About two-thirds of all accidents resulting in injury and death involved excessive speed, loss of control or tailgating.
Engineering advances such as crush zones, airbags, and antilock brakes have made today's vehicles the safest ever, but the human body hasn't kept pace.
No matter how well protected, we're not built to withstand the forces in a high speed crash.
"Many people just do not understand how strong those forces are," said Raynald Marchand, manager of traffic safety and training with the Canada Safety Council.
"At 100 km/h, you essentially have the force as if you fell off a 10-storey building." And that's at the speed limit.
Crash at 115 and the force is one-third higher. Double at 140 km/h.
"Unless you've seen a crash at 130 to 140, I don't think the average member of the public has any significant idea of what is involved," said Bob Weekes, who recently retired as commander of the OPP Burlington detachment.
It's all about physics.
Unless something like an air bag intervenes, you keep going at the same speed and in the same direction as your car was going before the crash.
If you don't have a seatbelt on, you may be ejected.
"In car crashes we (mostly) see head and chest and belly injuries, although we have seen a definite improvement in that with the increased use of air bags and seatbelts," said Dr.
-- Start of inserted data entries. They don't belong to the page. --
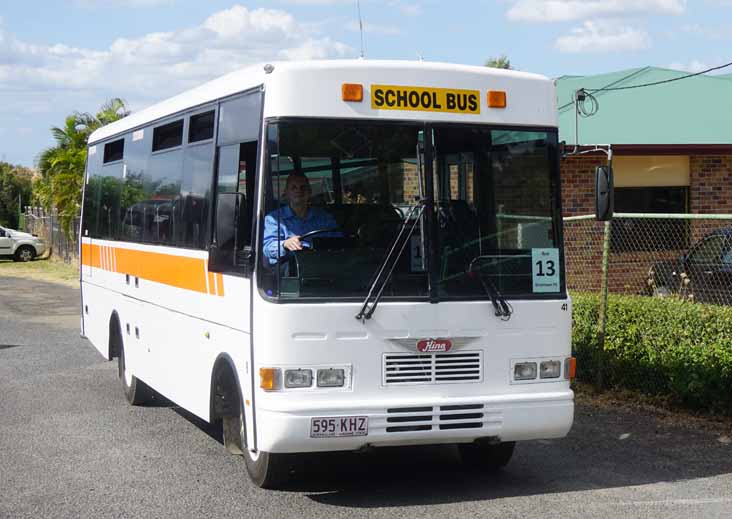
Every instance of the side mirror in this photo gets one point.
(227, 253)
(604, 193)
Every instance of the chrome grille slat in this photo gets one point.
(450, 417)
(435, 368)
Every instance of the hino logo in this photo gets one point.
(434, 345)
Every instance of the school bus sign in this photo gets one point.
(393, 97)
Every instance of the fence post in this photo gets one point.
(602, 324)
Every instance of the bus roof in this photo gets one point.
(313, 89)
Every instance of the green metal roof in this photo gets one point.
(696, 110)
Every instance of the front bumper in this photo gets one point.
(417, 421)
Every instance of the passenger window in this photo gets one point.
(114, 151)
(168, 136)
(234, 203)
(201, 127)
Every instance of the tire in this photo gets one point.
(268, 470)
(136, 391)
(24, 253)
(486, 456)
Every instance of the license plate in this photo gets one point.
(335, 426)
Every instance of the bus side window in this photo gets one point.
(239, 124)
(234, 201)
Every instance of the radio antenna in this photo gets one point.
(360, 27)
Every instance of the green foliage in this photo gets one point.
(62, 166)
(15, 182)
(659, 346)
(501, 61)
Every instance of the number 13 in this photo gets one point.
(550, 270)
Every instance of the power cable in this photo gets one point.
(605, 89)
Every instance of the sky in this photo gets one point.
(61, 56)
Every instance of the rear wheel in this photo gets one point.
(487, 456)
(24, 253)
(136, 391)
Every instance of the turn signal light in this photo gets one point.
(269, 379)
(352, 92)
(496, 99)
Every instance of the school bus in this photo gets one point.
(335, 255)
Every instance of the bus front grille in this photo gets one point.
(434, 368)
(446, 417)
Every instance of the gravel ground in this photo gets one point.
(70, 446)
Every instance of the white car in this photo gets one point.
(20, 246)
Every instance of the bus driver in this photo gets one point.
(285, 225)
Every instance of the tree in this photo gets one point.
(62, 166)
(15, 188)
(500, 62)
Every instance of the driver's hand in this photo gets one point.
(292, 243)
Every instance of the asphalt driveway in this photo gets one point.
(70, 446)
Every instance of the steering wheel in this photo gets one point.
(320, 231)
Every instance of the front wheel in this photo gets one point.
(268, 470)
(487, 456)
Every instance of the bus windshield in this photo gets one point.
(344, 189)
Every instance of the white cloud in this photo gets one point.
(544, 11)
(707, 32)
(601, 37)
(160, 64)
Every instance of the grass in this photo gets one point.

Frank Baillie, head of the trauma program at Hamilton General Hospital.
It was Baillie's unit that fought to save Karan Hobley's life.
It's the main trauma unit for a wide area stretching from Niagara through Brantford.
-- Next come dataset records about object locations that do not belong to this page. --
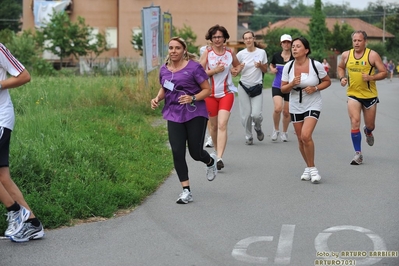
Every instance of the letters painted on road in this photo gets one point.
(285, 243)
(321, 245)
(284, 248)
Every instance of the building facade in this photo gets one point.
(119, 18)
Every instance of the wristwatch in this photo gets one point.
(193, 99)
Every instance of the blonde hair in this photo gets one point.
(186, 56)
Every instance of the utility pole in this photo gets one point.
(383, 27)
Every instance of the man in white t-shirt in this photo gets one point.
(22, 223)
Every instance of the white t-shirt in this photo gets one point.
(222, 82)
(8, 64)
(250, 75)
(309, 101)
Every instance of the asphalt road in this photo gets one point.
(257, 211)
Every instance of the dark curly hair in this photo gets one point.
(212, 31)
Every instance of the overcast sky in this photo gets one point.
(359, 4)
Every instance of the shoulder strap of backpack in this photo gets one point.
(290, 67)
(314, 67)
(315, 70)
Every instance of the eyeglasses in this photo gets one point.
(217, 37)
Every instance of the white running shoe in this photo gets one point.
(16, 221)
(314, 175)
(28, 232)
(284, 136)
(306, 174)
(357, 159)
(185, 197)
(209, 142)
(275, 135)
(259, 134)
(212, 170)
(249, 141)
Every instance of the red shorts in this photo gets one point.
(215, 104)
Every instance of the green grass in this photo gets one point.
(86, 146)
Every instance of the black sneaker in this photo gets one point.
(220, 164)
(28, 232)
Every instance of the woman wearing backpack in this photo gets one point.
(304, 78)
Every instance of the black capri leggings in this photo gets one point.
(193, 133)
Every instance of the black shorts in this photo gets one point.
(5, 136)
(367, 103)
(295, 118)
(277, 92)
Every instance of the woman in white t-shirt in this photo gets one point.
(254, 62)
(304, 84)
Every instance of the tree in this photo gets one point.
(65, 38)
(317, 32)
(340, 38)
(188, 35)
(10, 15)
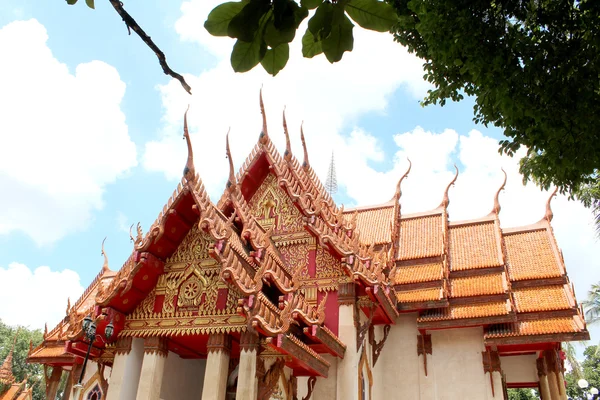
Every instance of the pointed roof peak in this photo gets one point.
(6, 374)
(264, 134)
(496, 209)
(549, 214)
(105, 265)
(305, 163)
(189, 172)
(288, 146)
(231, 182)
(446, 199)
(399, 184)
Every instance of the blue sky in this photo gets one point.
(92, 139)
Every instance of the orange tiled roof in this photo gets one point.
(542, 299)
(374, 223)
(536, 327)
(530, 256)
(466, 311)
(420, 237)
(474, 246)
(418, 273)
(418, 295)
(478, 285)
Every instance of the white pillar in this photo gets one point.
(155, 355)
(217, 367)
(347, 370)
(247, 382)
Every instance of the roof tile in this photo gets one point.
(420, 237)
(530, 256)
(474, 246)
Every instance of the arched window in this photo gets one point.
(95, 393)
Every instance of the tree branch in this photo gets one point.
(133, 25)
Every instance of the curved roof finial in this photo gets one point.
(446, 199)
(398, 185)
(288, 146)
(189, 172)
(264, 134)
(549, 214)
(496, 209)
(105, 265)
(231, 182)
(305, 163)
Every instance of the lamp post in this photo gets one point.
(89, 331)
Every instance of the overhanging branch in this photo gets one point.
(133, 25)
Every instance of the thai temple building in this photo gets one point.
(276, 292)
(10, 389)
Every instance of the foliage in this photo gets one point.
(20, 368)
(521, 394)
(591, 373)
(532, 66)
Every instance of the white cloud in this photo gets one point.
(32, 298)
(63, 136)
(326, 96)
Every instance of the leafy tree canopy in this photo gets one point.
(533, 67)
(20, 368)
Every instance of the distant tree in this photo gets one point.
(521, 394)
(21, 369)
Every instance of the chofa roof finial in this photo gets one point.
(105, 265)
(288, 146)
(446, 199)
(305, 163)
(496, 209)
(549, 214)
(264, 134)
(231, 182)
(398, 185)
(189, 172)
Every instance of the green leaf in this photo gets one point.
(276, 58)
(340, 40)
(311, 46)
(310, 4)
(219, 18)
(245, 24)
(320, 23)
(372, 14)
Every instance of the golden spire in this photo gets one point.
(189, 172)
(305, 163)
(398, 190)
(105, 265)
(549, 214)
(496, 209)
(231, 182)
(446, 199)
(288, 146)
(6, 375)
(264, 134)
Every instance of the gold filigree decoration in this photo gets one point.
(271, 206)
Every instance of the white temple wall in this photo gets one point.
(457, 364)
(182, 378)
(397, 370)
(520, 368)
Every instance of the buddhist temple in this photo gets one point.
(10, 389)
(277, 292)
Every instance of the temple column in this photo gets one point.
(543, 375)
(52, 382)
(247, 383)
(347, 371)
(155, 355)
(217, 367)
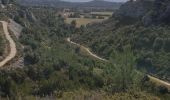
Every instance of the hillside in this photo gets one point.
(63, 4)
(144, 28)
(51, 66)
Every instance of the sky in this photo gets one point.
(91, 0)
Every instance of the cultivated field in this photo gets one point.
(83, 21)
(103, 13)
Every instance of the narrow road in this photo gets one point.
(87, 49)
(12, 45)
(164, 83)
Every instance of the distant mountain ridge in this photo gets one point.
(59, 3)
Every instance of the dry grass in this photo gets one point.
(103, 13)
(83, 21)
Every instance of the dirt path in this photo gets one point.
(12, 45)
(164, 83)
(87, 49)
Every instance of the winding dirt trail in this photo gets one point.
(12, 45)
(87, 49)
(164, 83)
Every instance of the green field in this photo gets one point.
(103, 13)
(83, 21)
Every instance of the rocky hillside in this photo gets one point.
(59, 4)
(142, 24)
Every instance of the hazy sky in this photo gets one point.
(91, 0)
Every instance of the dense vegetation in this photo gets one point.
(2, 42)
(63, 4)
(54, 67)
(150, 43)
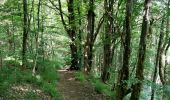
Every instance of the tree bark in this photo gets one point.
(108, 18)
(88, 49)
(157, 58)
(25, 33)
(122, 88)
(72, 34)
(136, 88)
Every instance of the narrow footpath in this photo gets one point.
(71, 89)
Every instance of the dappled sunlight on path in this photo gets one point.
(71, 89)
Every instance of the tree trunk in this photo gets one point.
(108, 5)
(88, 50)
(80, 48)
(136, 88)
(122, 89)
(72, 34)
(25, 33)
(157, 58)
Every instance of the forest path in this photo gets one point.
(71, 89)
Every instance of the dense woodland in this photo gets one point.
(120, 47)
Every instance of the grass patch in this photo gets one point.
(80, 76)
(46, 80)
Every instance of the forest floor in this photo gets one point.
(72, 89)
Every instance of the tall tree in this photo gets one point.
(70, 29)
(123, 77)
(88, 51)
(25, 32)
(158, 56)
(108, 18)
(136, 88)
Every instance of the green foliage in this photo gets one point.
(80, 76)
(31, 96)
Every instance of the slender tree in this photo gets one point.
(123, 77)
(88, 51)
(136, 88)
(25, 33)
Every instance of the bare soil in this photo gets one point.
(71, 89)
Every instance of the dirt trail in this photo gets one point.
(70, 89)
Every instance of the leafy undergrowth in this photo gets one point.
(19, 84)
(99, 86)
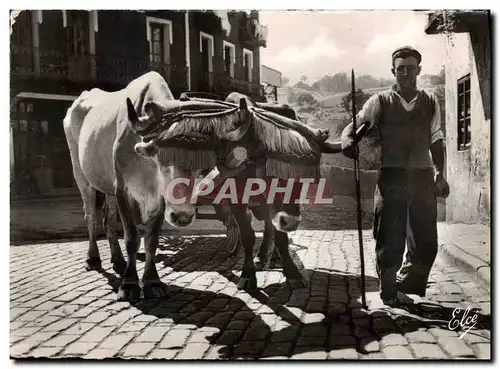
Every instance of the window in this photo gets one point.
(159, 33)
(78, 32)
(248, 64)
(22, 30)
(464, 116)
(229, 58)
(157, 43)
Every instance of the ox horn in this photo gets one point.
(244, 112)
(137, 124)
(132, 114)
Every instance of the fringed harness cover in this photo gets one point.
(197, 133)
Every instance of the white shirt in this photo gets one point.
(372, 107)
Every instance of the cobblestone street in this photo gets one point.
(60, 310)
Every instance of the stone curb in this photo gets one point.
(469, 263)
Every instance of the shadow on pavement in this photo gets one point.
(276, 321)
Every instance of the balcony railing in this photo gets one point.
(29, 62)
(32, 62)
(253, 32)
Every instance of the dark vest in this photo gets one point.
(405, 137)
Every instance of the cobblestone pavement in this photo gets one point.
(57, 309)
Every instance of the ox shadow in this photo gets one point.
(275, 321)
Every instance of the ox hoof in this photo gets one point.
(248, 284)
(93, 264)
(259, 263)
(119, 267)
(276, 263)
(297, 283)
(154, 290)
(129, 292)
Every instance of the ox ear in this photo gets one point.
(153, 110)
(244, 112)
(146, 149)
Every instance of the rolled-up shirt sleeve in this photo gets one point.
(370, 111)
(436, 131)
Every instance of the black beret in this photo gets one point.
(406, 51)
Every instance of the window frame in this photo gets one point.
(248, 69)
(232, 54)
(464, 120)
(166, 26)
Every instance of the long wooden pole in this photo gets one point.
(358, 194)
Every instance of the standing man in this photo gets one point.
(410, 177)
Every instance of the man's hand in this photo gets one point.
(442, 187)
(350, 150)
(347, 143)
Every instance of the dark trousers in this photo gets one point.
(402, 195)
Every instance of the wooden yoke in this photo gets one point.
(234, 164)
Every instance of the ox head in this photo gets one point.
(175, 183)
(182, 154)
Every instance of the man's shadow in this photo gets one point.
(325, 316)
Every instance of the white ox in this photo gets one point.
(109, 156)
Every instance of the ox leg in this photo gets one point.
(267, 245)
(248, 279)
(152, 288)
(89, 197)
(110, 213)
(129, 289)
(293, 277)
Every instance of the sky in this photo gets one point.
(317, 43)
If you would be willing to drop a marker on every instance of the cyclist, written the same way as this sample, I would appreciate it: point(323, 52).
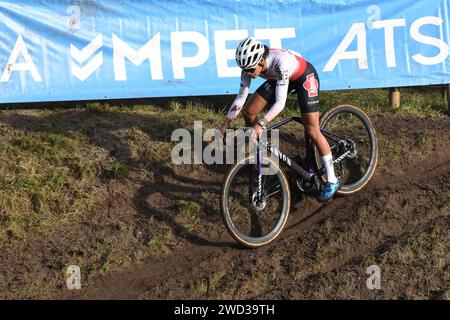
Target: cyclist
point(285, 71)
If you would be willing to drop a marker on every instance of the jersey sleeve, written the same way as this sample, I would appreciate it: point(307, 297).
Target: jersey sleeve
point(281, 92)
point(239, 101)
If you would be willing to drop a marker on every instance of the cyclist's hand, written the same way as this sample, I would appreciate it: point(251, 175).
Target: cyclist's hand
point(224, 126)
point(256, 132)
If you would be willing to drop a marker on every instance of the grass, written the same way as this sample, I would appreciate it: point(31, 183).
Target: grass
point(64, 171)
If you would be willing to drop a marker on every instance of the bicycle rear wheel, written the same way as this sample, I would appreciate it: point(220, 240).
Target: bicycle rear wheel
point(251, 223)
point(350, 128)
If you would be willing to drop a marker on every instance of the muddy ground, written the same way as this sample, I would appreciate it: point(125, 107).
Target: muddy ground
point(164, 237)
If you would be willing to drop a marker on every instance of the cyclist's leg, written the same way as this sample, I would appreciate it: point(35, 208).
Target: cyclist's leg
point(308, 98)
point(263, 96)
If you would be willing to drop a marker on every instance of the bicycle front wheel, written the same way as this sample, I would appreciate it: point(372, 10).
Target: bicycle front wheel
point(350, 128)
point(251, 222)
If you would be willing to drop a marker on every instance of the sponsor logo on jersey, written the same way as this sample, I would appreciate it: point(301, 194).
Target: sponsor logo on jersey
point(311, 85)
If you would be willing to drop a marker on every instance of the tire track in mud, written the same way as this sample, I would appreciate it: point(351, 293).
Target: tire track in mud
point(196, 261)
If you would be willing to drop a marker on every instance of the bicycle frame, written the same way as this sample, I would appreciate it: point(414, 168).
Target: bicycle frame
point(308, 173)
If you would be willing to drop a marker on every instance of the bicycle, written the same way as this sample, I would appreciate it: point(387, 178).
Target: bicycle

Even after your body stops moving, your internal organs keep going until they hit the inside of your body.
Your brain may slam into the front of your skull, then rebound and strike the back.
"The brain controls all of your physiologic activities and when you traumatize the brain and the head that results in the most severe losses," said Dr. John Fernandes, a forensic pathologist at the General Hospital in Hamilton.
Fernandes sees the patients that Baillie can't save.
He knows death and all its causes.
He shakes his head when he sees a young person die senselessly in a traffic crash.
And Baillie says much of the death and injury is preventable.
"It's the judgment about when you should drive and when you shouldn't and then, of course, how you should drive -- carefully and not too fast and so on and so forth," Baillie said.
"The reality is one little error of judgment and people can be in big trouble and either we're seeing them or the coroner is seeing them."
Police say speed is the single most common contributor to accidents.
Reduce speed and you reduce death and injury.
Many researchers agree.
In Australia, University of Adelaide professor Jack McLean found that the chance of having an accident resulting in injuries doubles when drivers accelerate 10 km/h above the average speed of traffic.
It grows by 500 per cent at 20 kilometres above the average.
If traffic is moving at 100 and you're driving at 120, you're five times more likely to have an accident.
Researchers at the Land Transport Safety Authority in New Zealand looked at what happened in American states that raised maximum speeds on rural interstates to 70 and 75 miles per hour (112 to 120 km/h).
They found that fatalities were 35 and 38 per cent higher respectively, compared to states that did not raise their speed limits.